UPMC Researchers Find that Diabetes Education for At-Risk Groups Leads to Positive, Sustainable Results

PITTSBURGH, June 25, 2007 Researchers from the University of Pittsburgh Diabetes Institute (UPDI) have found that positive results can be achieved and sustained in the long-term through a healthy lifestyle intervention. The intervention focuses on healthy eating and physical activity in people at risk for diabetes and heart disease in an urban, underserved suburb of Pittsburgh. Findings are being presented at the 67th Annual Meeting of the American Diabetes Association. Scientific sessions take place June 22-26 at the McCormick Place Convention Center, Chicago.

Previous research has demonstrated that people in underserved urban communities have a higher risk of developing Type 2 diabetes, but lifestyle interventions could help prevent diabetes and heart disease. However, there is very little research on the sustainability of improvements following lifestyle interventions designed to prevent diabetes and heart disease in these community settings. Therefore, we implemented a modified diabetes prevention program in an urban, underserved suburb of Pittsburgh to determine not only if the program was successful initially, but whether or not the improvements could be sustained in the long term, said Mim Seidel, M.S., R.D., L.D.N., diabetes program manager for UPDI.

The Diabetes Prevention Program (DPP), was the largest diabetes prevention trial conducted in the United States which demonstrated a 58% reduction in the incidence of Type 2 diabetes through intensive lifestyle intervention in people at risk for diabetes.

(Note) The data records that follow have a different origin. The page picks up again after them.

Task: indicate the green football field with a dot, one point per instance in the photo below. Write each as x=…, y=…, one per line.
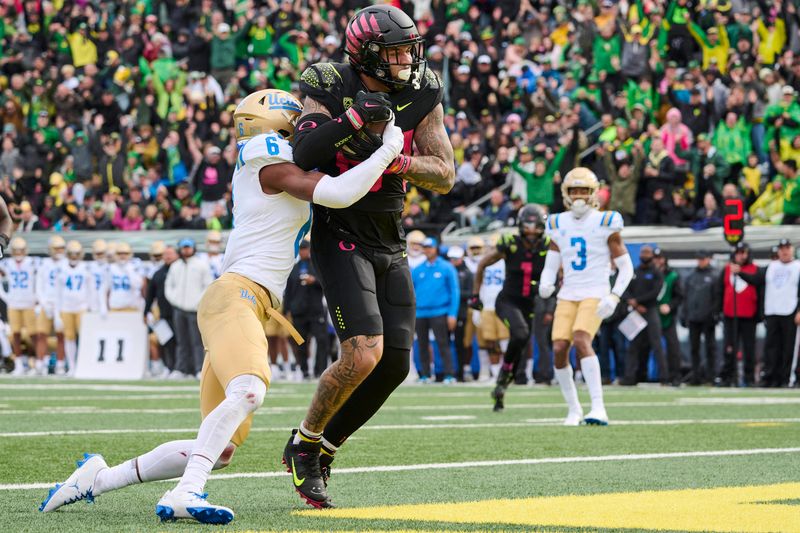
x=435, y=458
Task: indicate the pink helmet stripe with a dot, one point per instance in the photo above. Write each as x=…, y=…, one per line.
x=374, y=24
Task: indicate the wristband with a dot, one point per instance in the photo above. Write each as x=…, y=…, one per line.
x=400, y=165
x=354, y=118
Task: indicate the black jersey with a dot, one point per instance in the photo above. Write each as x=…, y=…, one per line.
x=373, y=221
x=523, y=265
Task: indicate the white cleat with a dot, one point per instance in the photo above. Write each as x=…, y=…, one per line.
x=596, y=417
x=78, y=486
x=191, y=505
x=574, y=418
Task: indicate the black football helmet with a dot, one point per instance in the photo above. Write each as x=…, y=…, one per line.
x=531, y=217
x=384, y=27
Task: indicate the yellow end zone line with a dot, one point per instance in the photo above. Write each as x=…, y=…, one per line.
x=483, y=464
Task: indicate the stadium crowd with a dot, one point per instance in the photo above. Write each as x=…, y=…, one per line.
x=118, y=114
x=469, y=344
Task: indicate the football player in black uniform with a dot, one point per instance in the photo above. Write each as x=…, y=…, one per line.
x=359, y=252
x=524, y=256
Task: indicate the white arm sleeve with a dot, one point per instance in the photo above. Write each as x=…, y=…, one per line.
x=552, y=262
x=349, y=187
x=625, y=275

The successful DPP lifestyle intervention was adapted to a 12-week, group lifestyle balance program suitable for use in primary care practices and community settings. The program focuses on losing weight, healthy eating, and reducing the patients risk of diabetes and heart disease. Participants are encouraged to lose at least seven percent of their body weight and be physically active for at least 150 minutes a week.

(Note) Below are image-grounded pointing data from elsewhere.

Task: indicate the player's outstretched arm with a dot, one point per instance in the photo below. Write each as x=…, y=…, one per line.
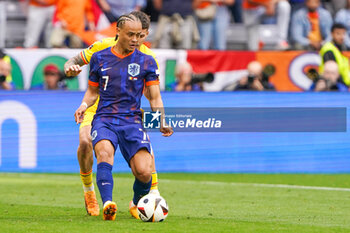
x=73, y=66
x=152, y=93
x=89, y=99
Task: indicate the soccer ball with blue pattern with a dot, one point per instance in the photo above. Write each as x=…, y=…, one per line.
x=152, y=208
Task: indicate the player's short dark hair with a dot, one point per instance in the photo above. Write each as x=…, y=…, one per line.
x=144, y=18
x=338, y=26
x=128, y=17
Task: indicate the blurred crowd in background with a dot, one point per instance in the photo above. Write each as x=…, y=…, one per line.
x=185, y=24
x=190, y=24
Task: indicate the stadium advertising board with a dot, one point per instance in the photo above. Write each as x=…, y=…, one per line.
x=38, y=132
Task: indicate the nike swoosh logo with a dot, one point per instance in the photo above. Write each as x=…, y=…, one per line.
x=106, y=69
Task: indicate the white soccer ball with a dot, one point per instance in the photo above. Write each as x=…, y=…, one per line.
x=152, y=208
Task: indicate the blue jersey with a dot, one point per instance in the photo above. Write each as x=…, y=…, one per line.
x=121, y=81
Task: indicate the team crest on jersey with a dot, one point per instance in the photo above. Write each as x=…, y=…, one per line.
x=133, y=69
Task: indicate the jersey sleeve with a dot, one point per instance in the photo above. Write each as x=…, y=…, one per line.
x=93, y=75
x=152, y=72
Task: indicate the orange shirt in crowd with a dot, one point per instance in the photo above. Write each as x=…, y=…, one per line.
x=251, y=4
x=73, y=13
x=42, y=3
x=315, y=32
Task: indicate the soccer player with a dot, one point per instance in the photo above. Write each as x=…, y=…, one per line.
x=85, y=153
x=118, y=75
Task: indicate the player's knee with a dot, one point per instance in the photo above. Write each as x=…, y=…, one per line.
x=143, y=173
x=103, y=155
x=85, y=144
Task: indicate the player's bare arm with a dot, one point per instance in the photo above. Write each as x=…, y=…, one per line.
x=152, y=93
x=89, y=99
x=73, y=66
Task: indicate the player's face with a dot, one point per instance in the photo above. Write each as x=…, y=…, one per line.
x=143, y=36
x=129, y=35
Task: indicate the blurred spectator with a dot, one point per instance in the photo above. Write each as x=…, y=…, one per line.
x=151, y=11
x=52, y=79
x=343, y=17
x=5, y=72
x=184, y=82
x=330, y=79
x=311, y=26
x=40, y=14
x=332, y=51
x=236, y=10
x=71, y=18
x=296, y=5
x=253, y=12
x=176, y=25
x=256, y=79
x=114, y=9
x=214, y=26
x=333, y=6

For this particular report, researchers focused on 83 participants who are enrolled in a modified version of the DPP at the University of Pittsburgh Medical Center (UPMC) Braddock. The average age of participants was 54. Most were female and a quarter of them were African-American. Participants were invited to be reassessed every three months following completion of the 12-week intervention.

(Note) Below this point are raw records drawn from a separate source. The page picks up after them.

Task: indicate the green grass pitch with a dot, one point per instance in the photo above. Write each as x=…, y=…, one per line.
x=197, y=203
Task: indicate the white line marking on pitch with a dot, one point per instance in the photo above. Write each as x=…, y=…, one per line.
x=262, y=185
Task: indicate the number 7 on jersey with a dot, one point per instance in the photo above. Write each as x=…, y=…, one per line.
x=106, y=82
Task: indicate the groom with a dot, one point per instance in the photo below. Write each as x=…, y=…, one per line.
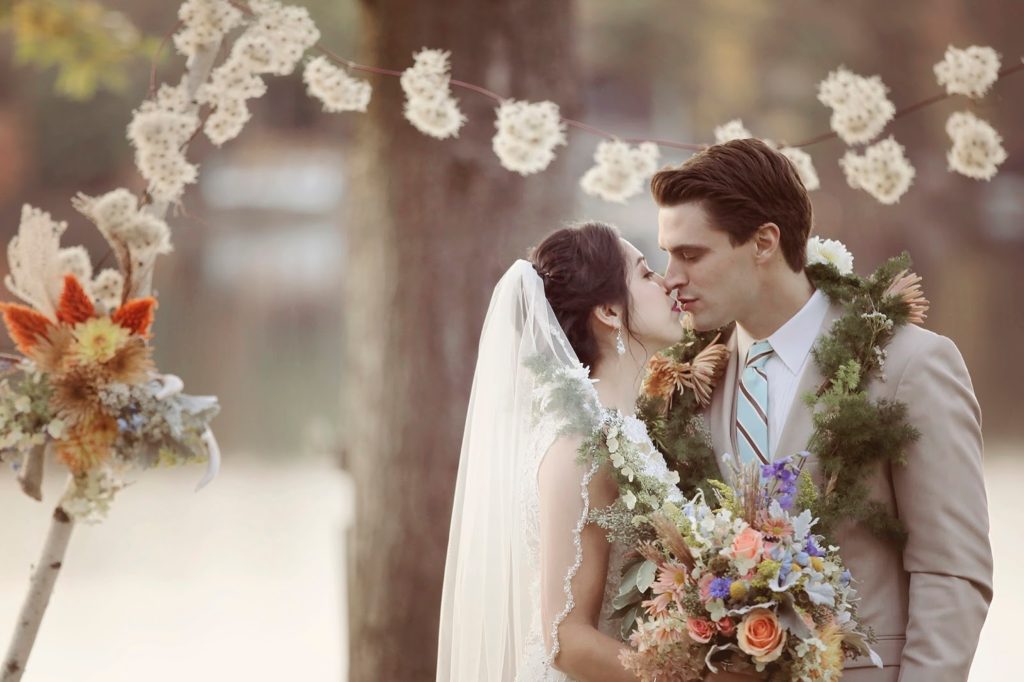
x=735, y=220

After the completion of the intervention, 45.9 percent of the participants lost at least five percent of their initial body weight. The weight loss was sustained in nearly one-half of the participants at their six-month reassessment and in one-third at their one-year reassessment.

These results are impressive because this study is one of the few in the United States that demonstrated that improvements observed following a lifestyle intervention in a community-based setting can be sustained in the long-term, said Gretchen Piatt, Ph.D., M.P.H., C.H.E.S., of the UPDI.

In addition to Seidel, and Piatt other authors include Robert Powell of UPMC Braddock.

The mission of the UPDI, in partnership with the University of Pittsburgh Medical Center, is to provide and support diabetes prevention, detection, education, treatment and research. The UPDI unites experts in endocrinology, patient and physician education, epidemiology, clinical care, health economics, behavioral science and rural medicine. One of the country's few programs focusing on the translation of diabetes research into practice, the UPDI is dedicated to delivering state-of-the-art treatments to everyone with diabetes, and to those at risk.